OBJECTIVE: To evaluate whether early anti-inflammatory therapy with
nebulized cromolyn sodium or budesonide reduces wheezing after
bronchiolitis. DESIGN AND SETTING: A randomized, controlled study in a
university hospital that provides primary hospital care for all pediatric
patients in a defined area. PATIENTS: One hundred consecutive infants
younger than 24 months treated in the hospital for acute bronchiolitis.
INTERVENTIONS: Thirty-four patients received cromolyn sodium, 20 mg four
times a day for 8 weeks and 20 mg three times a day for 8 weeks, and 34
patients received budesonide, 500 micrograms twice a day for 8 weeks and
250 micrograms twice a day for 8 weeks, by a foot pump with a face mask; 32
patients in the control group received no therapy. MAIN OUTCOME MEASURES:
Numbers of physician-diagnosed wheezing episodes, hospital admissions for
bronchial obstructions, and symptomatic days recorded by the parents.

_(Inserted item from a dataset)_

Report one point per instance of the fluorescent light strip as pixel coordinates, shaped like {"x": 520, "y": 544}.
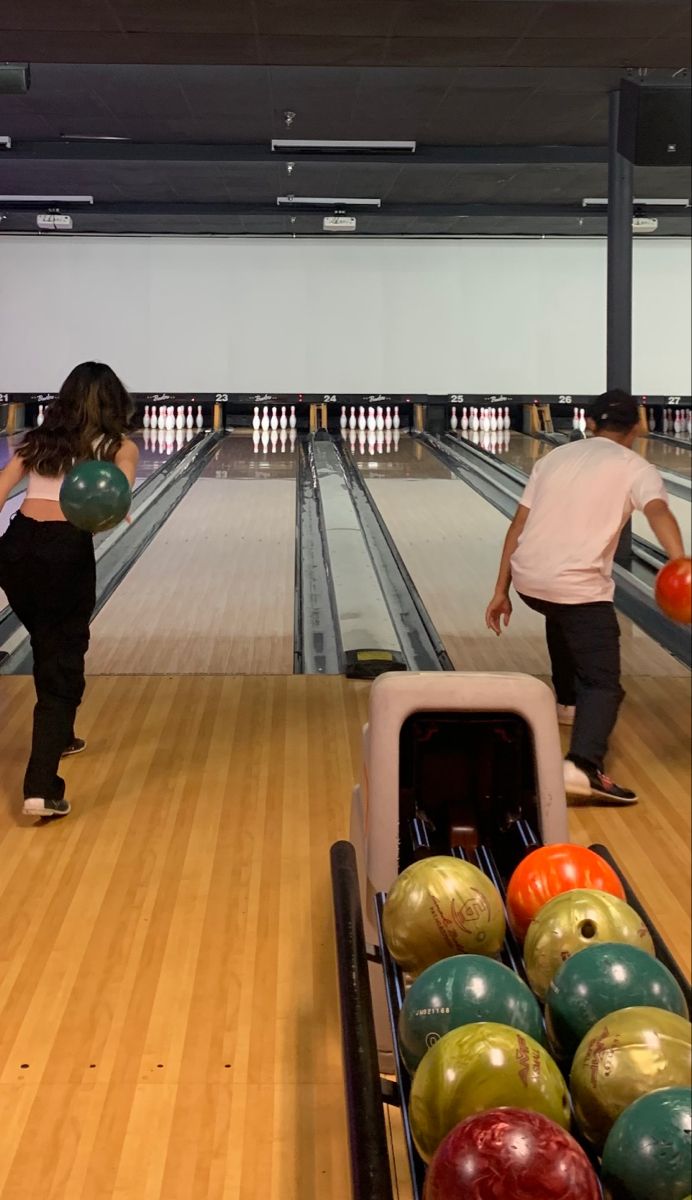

RESULTS: Children in the cromolyn sodium (19%) and budesonide (16%) groups
had significantly fewer physician-diagnosed wheezing episodes than those in
the control group (47%) during the second 8-week period (P < .05). A
significant reduction in hospital admissions for bronchial obstructions was
seen in the budesonide group and in the children with atopy in both
treatment groups (P < .05). The children with atopy had significantly
more subsequent wheezing episodes and hospital admissions than those
without atopy (P < .05). The numbers of symptomatic days did not differ
significantly among the three groups. CONCLUSIONS: Early anti-inflammatory
therapy with nebulized cromolyn sodium or budesonide reduces the number of
wheezing episodes and hospital admissions after bronchiolitis. Children
with atopy are at high risk of subsequent wheezing episodes, and they
particularly benefit from anti-inflammatory therapy.